Material Culture of Missouri River

“Sometimes during high water the Missouri River will carve away one of its banks like an old man turning out his pockets to bring things to light — scrapers and knives made of Knife River flint, hoes and squash knives made of bison bone, 19th century toy horses made of pewter or cast iron.

And U.S. Army Corps of Engineers staff archaeologists are there afterward to pick up the pieces, or at least to assess what’s been uncovered, the Capital Journal reported ( ).

Richard Harnois, the senior field archaeologist for the U.S. Army Corps of Engineers/Omaha District’s Oahe Project Office, said he and field archaeologist Megan Maier work in an area from about Yankton to Bismarck, N.D. Though they might be called on for archaeological expertise anywhere in South Dakota, much of their work is along the Missouri River.


But their main job isn’t the relentless search for artifacts that people associate with archaeology, Harnois said, and the river’s habit of uncovering things can be a problem sometimes. The U.S. Army Corps of Engineers simply doesn’t have the funds to do a systematic investigation every time the river turns over something interesting.

“We still have a problem with erosion along the river. It does give us a window into what’s there archaeologically,” Harnois said. “But our main objective isn’t the scientific inquiry, but trying to preserve this for the people.”

The main technique the U.S. Army Corps of Engineers uses to guard fragile locations, Harnois said, is placing rip-rap or armor along cutbacks or locations that are suffering erosion. In areas where water levels are stable, the Corps can also use willow plantings, but the wide fluctuations in the Missouri River reservoirs rule out plantings in some locations.

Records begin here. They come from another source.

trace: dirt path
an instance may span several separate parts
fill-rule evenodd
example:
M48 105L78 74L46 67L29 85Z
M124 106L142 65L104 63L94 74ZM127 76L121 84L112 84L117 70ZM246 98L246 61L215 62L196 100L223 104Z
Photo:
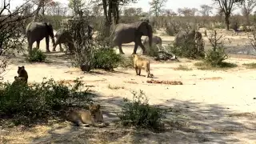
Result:
M165 38L169 41L170 38ZM42 50L45 42L41 42ZM132 45L131 44L128 44ZM123 46L126 54L132 47ZM155 80L181 81L183 85L172 86L146 83L144 76L136 76L134 70L116 69L115 73L96 70L84 74L71 67L70 60L62 54L50 54L50 64L25 63L16 58L7 68L5 80L13 81L17 66L25 66L29 82L42 82L43 77L55 80L74 80L82 77L102 105L104 118L117 119L115 112L121 109L123 98L131 98L130 90L142 90L150 104L172 106L166 115L166 132L154 134L147 130L109 128L78 129L67 123L38 126L34 128L16 127L2 130L2 142L8 143L256 143L256 75L254 70L242 64L256 59L231 58L228 62L238 65L228 70L200 70L196 61L181 59L181 62L152 62L151 72ZM53 56L54 55L54 56ZM57 57L58 55L58 57ZM175 70L179 65L192 70ZM115 86L118 88L110 89ZM177 119L178 123L168 123ZM179 126L176 127L175 126ZM10 132L11 131L11 132ZM1 141L0 141L1 142Z

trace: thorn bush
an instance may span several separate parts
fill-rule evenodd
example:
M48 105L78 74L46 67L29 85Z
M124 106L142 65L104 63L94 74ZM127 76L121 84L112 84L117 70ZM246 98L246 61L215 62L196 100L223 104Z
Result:
M160 131L162 130L162 118L165 112L159 107L150 106L143 91L138 94L132 92L133 100L124 98L122 112L118 114L123 126L134 126Z

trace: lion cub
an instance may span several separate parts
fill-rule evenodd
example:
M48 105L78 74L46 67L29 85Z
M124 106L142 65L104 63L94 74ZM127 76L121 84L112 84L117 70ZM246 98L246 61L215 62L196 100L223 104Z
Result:
M67 119L76 126L94 126L98 127L106 126L107 123L102 123L103 115L100 107L100 105L94 105L90 102L89 110L72 110L68 114ZM101 123L98 124L98 122Z
M134 60L134 67L135 68L136 74L141 75L142 68L144 67L146 72L147 72L147 78L152 78L153 74L150 74L150 61L143 59L140 55L138 54L132 54L132 57Z
M18 85L18 84L21 84L21 83L24 83L26 85L27 85L27 83L25 82L25 79L22 77L14 77L14 81L13 82L13 83L11 84L12 86L14 85Z
M27 79L29 78L27 72L25 70L25 67L22 66L18 66L18 78L22 78L22 81L24 81L26 83L27 83ZM16 78L14 78L16 80Z

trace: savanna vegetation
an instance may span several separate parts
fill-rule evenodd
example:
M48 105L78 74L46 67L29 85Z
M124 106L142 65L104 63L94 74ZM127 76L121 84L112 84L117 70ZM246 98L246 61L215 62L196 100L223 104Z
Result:
M73 66L78 68L79 71L91 75L100 75L101 74L98 74L97 71L99 70L104 71L102 74L116 74L118 71L116 70L119 69L132 70L132 74L135 75L132 58L130 55L118 54L112 46L112 31L120 23L146 21L153 28L153 35L159 31L163 31L162 35L158 34L159 37L174 37L174 40L168 41L164 45L154 44L153 42L152 46L146 48L149 50L147 53L149 54L144 57L150 61L154 58L154 62L150 63L150 66L157 62L165 64L167 60L180 62L179 59L182 58L191 62L196 61L192 66L194 66L201 70L226 70L238 66L238 64L229 61L230 56L226 52L226 47L230 39L226 38L226 35L219 30L225 30L232 36L241 33L246 34L249 46L256 50L256 13L254 11L256 2L252 0L213 0L214 6L218 7L217 14L212 14L214 7L209 5L201 5L199 9L181 7L174 11L174 10L166 9L166 0L149 2L151 8L150 12L146 12L142 8L128 6L130 4L136 3L137 0L69 0L68 6L59 2L60 1L27 0L15 9L10 9L13 6L10 6L9 1L4 0L3 2L2 7L0 9L0 123L2 126L0 130L7 128L11 130L11 128L21 126L33 127L38 125L50 125L51 122L61 123L66 120L66 113L70 110L88 110L89 102L101 103L103 101L98 98L100 97L98 91L95 89L94 89L94 90L90 90L90 87L98 86L87 86L81 80L82 78L68 82L65 80L57 81L54 78L48 80L44 78L41 82L32 82L34 80L30 76L29 82L32 83L10 82L5 80L5 74L8 66L14 64L12 63L13 58L17 58L21 55L26 58L26 62L22 65L25 65L25 68L27 70L26 65L36 66L42 63L51 63L49 60L55 57L51 55L51 52L50 54L45 53L37 47L33 48L31 54L27 53L29 38L26 37L27 34L26 28L31 22L50 23L54 31L62 29L66 30L71 35L71 38L69 39L70 43L63 43L66 51L60 53L62 55L65 55L66 58L65 60L71 59ZM233 13L234 10L237 8L241 9L241 14ZM90 31L88 26L92 26L93 32ZM190 38L189 34L192 34L191 30L193 30L195 34L193 34L192 38ZM204 30L203 32L202 30ZM183 37L181 31L183 31L186 38L181 44L178 45L178 40L176 41L176 39L178 35L181 35L181 38ZM93 33L93 38L90 37L90 33ZM200 34L202 35L200 36ZM164 42L164 38L162 39ZM54 42L53 42L53 45ZM206 43L207 43L207 47ZM134 45L132 48L134 48ZM70 54L67 54L68 52ZM250 70L256 67L254 62L242 66ZM184 73L192 73L194 71L192 66L191 65L178 64L178 67L174 69L177 71L182 70ZM44 70L39 70L43 71ZM125 74L123 72L123 74ZM192 76L195 76L195 74ZM123 77L121 74L118 75L116 81L121 81ZM158 78L157 77L158 76L154 78ZM107 76L106 79L111 78ZM180 76L180 78L182 77ZM129 82L136 85L136 82L131 82L134 79L130 79ZM14 81L14 78L13 80ZM168 82L165 84L166 83ZM133 91L131 94L129 94L132 95L132 98L118 99L121 102L118 103L119 106L116 106L116 107L118 107L119 110L115 111L114 116L113 116L118 120L110 122L114 125L110 125L110 128L105 128L106 130L114 131L114 128L120 127L134 130L132 133L136 133L137 135L143 138L147 137L146 134L164 134L174 129L184 131L186 131L185 129L192 130L192 128L186 127L188 123L185 122L191 118L184 118L184 115L188 115L188 111L176 110L175 106L170 105L161 106L150 104L146 94L150 91L151 86L145 88L142 86L144 84L137 83L137 85L141 85L137 88L142 87L144 90L140 90L139 92ZM122 97L127 95L127 91L125 90L128 88L126 86L110 84L106 86L110 90L120 90L120 94ZM102 88L98 88L98 90L101 91ZM102 94L102 91L101 92ZM154 97L162 97L161 90L154 92ZM112 101L110 100L110 102ZM110 103L108 104L110 105ZM186 105L186 102L183 105ZM107 106L106 105L101 106L103 107L102 109L104 111L104 118L107 115L106 114L107 110L104 110L104 108ZM194 106L196 107L196 106ZM217 106L215 109L218 109ZM203 122L204 120L200 121ZM150 131L144 134L140 133L142 130ZM123 134L128 134L126 130L123 131ZM198 132L194 133L199 134ZM122 133L117 134L113 137L122 134ZM104 133L104 134L106 134ZM122 138L119 136L118 138ZM101 142L111 141L109 138L110 135L107 135L106 138L99 137L98 139ZM165 137L166 136L163 136L162 138L166 138ZM211 141L206 138L202 140L199 138L200 136L197 137L198 137L197 142L199 142ZM118 138L111 138L113 140ZM70 141L70 142L78 142L77 140ZM214 142L214 140L212 141ZM224 139L221 139L221 141L225 142ZM124 142L124 141L121 142ZM133 142L137 142L138 140ZM150 142L149 139L148 141L141 141L144 143L148 142ZM172 141L169 139L168 142ZM180 142L182 142L182 138L180 139ZM12 142L11 138L6 137L1 139L0 142Z

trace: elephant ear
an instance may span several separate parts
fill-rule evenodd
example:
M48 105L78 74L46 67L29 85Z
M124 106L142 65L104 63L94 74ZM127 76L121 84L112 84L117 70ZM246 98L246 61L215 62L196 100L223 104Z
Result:
M142 31L143 30L146 31L147 30L143 30L143 29L147 28L147 24L148 24L147 22L145 22L145 21L138 22L138 25L135 30L135 35L140 35L140 33L142 33Z

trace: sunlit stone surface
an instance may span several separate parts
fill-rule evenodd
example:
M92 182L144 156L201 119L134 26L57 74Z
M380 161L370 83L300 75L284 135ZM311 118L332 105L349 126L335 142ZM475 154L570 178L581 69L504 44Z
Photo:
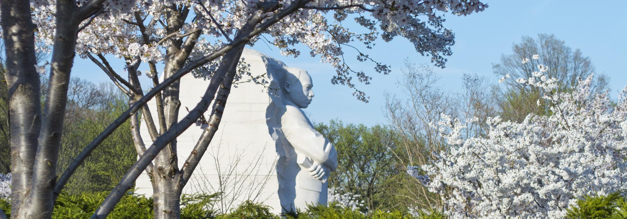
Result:
M271 89L243 83L231 89L219 129L183 193L221 191L216 207L223 211L246 200L263 202L276 213L282 204L289 209L326 203L326 178L337 165L337 154L300 109L313 98L311 78L303 69L287 67L254 50L245 50L242 57L252 76L265 75ZM209 84L191 74L181 81L179 118L187 115L186 107L191 109L200 100ZM156 111L154 101L148 105ZM150 145L146 128L140 131L147 146ZM179 136L179 166L201 133L192 126ZM137 179L136 189L139 194L152 195L146 174Z

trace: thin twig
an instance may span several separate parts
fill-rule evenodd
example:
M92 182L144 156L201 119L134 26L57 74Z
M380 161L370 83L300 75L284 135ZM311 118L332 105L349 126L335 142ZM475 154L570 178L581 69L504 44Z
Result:
M364 10L364 11L370 11L370 12L374 12L374 9L369 9L369 8L366 8L365 6L364 6L363 4L349 4L349 5L344 6L335 6L335 7L319 7L319 6L303 6L302 8L305 8L305 9L308 9L337 10L337 9L347 9L347 8L355 8L355 7L359 8L360 9L361 9L362 10Z
M226 40L228 40L229 43L233 42L233 40L231 40L231 38L229 38L229 36L226 34L226 32L225 32L224 30L222 29L222 25L220 25L220 24L218 23L218 21L216 21L216 18L213 18L213 16L211 15L211 13L209 11L209 10L207 9L207 8L204 6L204 4L203 4L203 0L198 0L198 3L200 4L201 6L203 7L203 9L204 9L204 12L209 15L209 18L211 19L211 21L213 22L214 24L216 24L216 26L218 27L218 29L220 31L220 33L222 33L222 35L224 36L224 38L226 38Z

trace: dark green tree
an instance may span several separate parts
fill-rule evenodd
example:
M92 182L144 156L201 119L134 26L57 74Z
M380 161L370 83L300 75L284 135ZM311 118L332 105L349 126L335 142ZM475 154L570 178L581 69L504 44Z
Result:
M357 195L363 201L362 212L395 208L391 190L400 175L393 151L396 150L396 133L381 125L344 125L332 120L316 128L337 150L337 169L329 178L329 188L340 194Z

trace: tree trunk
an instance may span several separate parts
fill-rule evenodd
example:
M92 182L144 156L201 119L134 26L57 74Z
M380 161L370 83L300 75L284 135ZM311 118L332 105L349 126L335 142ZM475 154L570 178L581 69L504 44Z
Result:
M31 188L33 164L37 150L37 138L41 124L40 78L34 49L35 25L31 20L28 1L3 1L3 37L6 54L5 74L9 93L10 117L11 206L13 218L18 206Z

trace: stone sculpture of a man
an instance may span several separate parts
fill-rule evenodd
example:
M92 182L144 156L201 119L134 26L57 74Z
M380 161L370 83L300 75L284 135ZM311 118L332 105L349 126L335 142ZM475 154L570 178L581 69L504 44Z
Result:
M266 61L273 103L266 118L279 154L277 172L282 211L325 205L326 179L337 166L337 153L301 109L314 97L311 76L304 69L287 67L271 58Z

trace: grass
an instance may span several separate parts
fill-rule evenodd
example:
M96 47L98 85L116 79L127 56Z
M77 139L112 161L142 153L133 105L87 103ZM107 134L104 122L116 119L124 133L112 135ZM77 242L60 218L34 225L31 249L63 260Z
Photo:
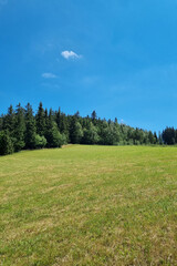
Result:
M0 157L0 265L177 265L177 147Z

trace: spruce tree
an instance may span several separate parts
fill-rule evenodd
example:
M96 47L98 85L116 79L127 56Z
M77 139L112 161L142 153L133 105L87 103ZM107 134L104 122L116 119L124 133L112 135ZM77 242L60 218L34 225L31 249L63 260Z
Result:
M25 122L24 122L24 110L19 103L15 110L15 123L14 123L14 150L15 152L21 151L24 145L24 132L25 132Z
M33 116L32 106L30 103L25 106L25 149L34 149L35 147L35 120Z
M0 155L7 155L13 153L13 143L10 137L9 131L0 132Z
M38 113L37 113L37 133L40 136L45 135L45 113L42 106L42 102L39 104Z

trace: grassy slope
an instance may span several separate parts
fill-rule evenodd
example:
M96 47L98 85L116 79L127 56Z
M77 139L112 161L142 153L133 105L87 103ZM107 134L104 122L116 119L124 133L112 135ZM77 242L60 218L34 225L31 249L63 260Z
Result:
M0 157L0 265L177 265L177 149Z

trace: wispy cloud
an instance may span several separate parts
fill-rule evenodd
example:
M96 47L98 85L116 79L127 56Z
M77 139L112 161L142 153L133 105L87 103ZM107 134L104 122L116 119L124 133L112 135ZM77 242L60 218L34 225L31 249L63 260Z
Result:
M0 0L0 6L4 6L8 3L8 0Z
M58 76L53 73L42 73L42 78L44 78L44 79L55 79Z
M64 59L80 59L80 58L82 58L82 55L81 54L77 54L77 53L75 53L75 52L73 52L73 51L63 51L63 52L61 52L61 55L64 58Z

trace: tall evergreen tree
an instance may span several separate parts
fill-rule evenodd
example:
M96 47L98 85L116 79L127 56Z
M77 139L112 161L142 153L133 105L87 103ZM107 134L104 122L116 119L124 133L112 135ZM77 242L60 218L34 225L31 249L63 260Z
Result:
M7 155L13 153L13 143L10 137L9 131L0 132L0 155Z
M42 102L40 102L38 113L37 113L37 133L40 136L43 136L45 135L45 129L46 129L45 113L42 106Z
M24 110L19 103L15 110L15 129L14 129L14 150L21 151L24 145L24 132L25 132L25 122L24 122Z
M72 116L71 124L70 124L70 140L73 144L81 143L81 140L83 137L83 130L82 125L77 121L77 117L75 115Z
M34 149L35 147L35 120L33 116L32 106L30 103L25 106L25 149Z

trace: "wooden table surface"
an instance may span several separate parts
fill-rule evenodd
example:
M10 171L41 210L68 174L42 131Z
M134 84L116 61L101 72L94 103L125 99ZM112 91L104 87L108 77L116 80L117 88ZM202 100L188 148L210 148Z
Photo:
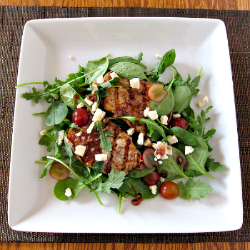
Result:
M0 0L0 5L58 6L58 7L149 7L216 10L250 10L250 0ZM0 243L0 250L243 250L250 243Z

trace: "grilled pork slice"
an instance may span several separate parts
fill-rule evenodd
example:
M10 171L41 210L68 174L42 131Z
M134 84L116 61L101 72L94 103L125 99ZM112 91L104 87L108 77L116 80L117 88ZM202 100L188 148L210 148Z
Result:
M111 80L111 72L108 72L104 76L104 81ZM148 90L154 84L152 82L140 81L140 89L127 87L130 85L129 80L122 78L117 86L126 86L121 88L108 88L106 91L109 93L108 96L104 98L104 109L112 112L114 117L120 116L134 116L134 117L144 117L143 112L146 108L150 109L150 99L148 98ZM132 124L130 121L125 120L125 122L132 128L135 128L137 132L147 133L147 126L136 121Z
M136 149L129 135L114 123L108 122L104 131L111 131L113 136L109 137L112 151L107 152L100 148L100 133L98 131L93 129L90 134L87 133L89 124L82 127L81 130L70 129L67 135L67 143L71 146L73 152L75 152L75 148L78 145L86 146L83 157L76 155L83 164L93 168L95 154L107 154L107 160L104 161L103 167L105 174L109 173L111 168L115 172L124 171L126 174L133 168L142 170L141 153Z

One thing that’s certain: The Missouri River valley is one of the more interesting features archaeologically in the region, Harnois and Maier say, for the same reason that it’s a recreational focus to this day.

“People now gravitate to the same areas for the same reasons that people for millennia have gravitated toward those areas — shade, shelter, resources,” Harnois said. “It provided a source of food and water. That’s the basis for prehistoric habitation is a water source.”

In addition, a river was an avenue of transport.

Harnois, whose special area of interest is historic archaeology, or delving into the past for which written records exist, said it’s well-known that the Missouri was the highway for fur trappers and traders to move goods up and down the river. But he said archaeological work suggests prehistoric trade was already bringing goods from far and wide to sites up and down the Missouri.”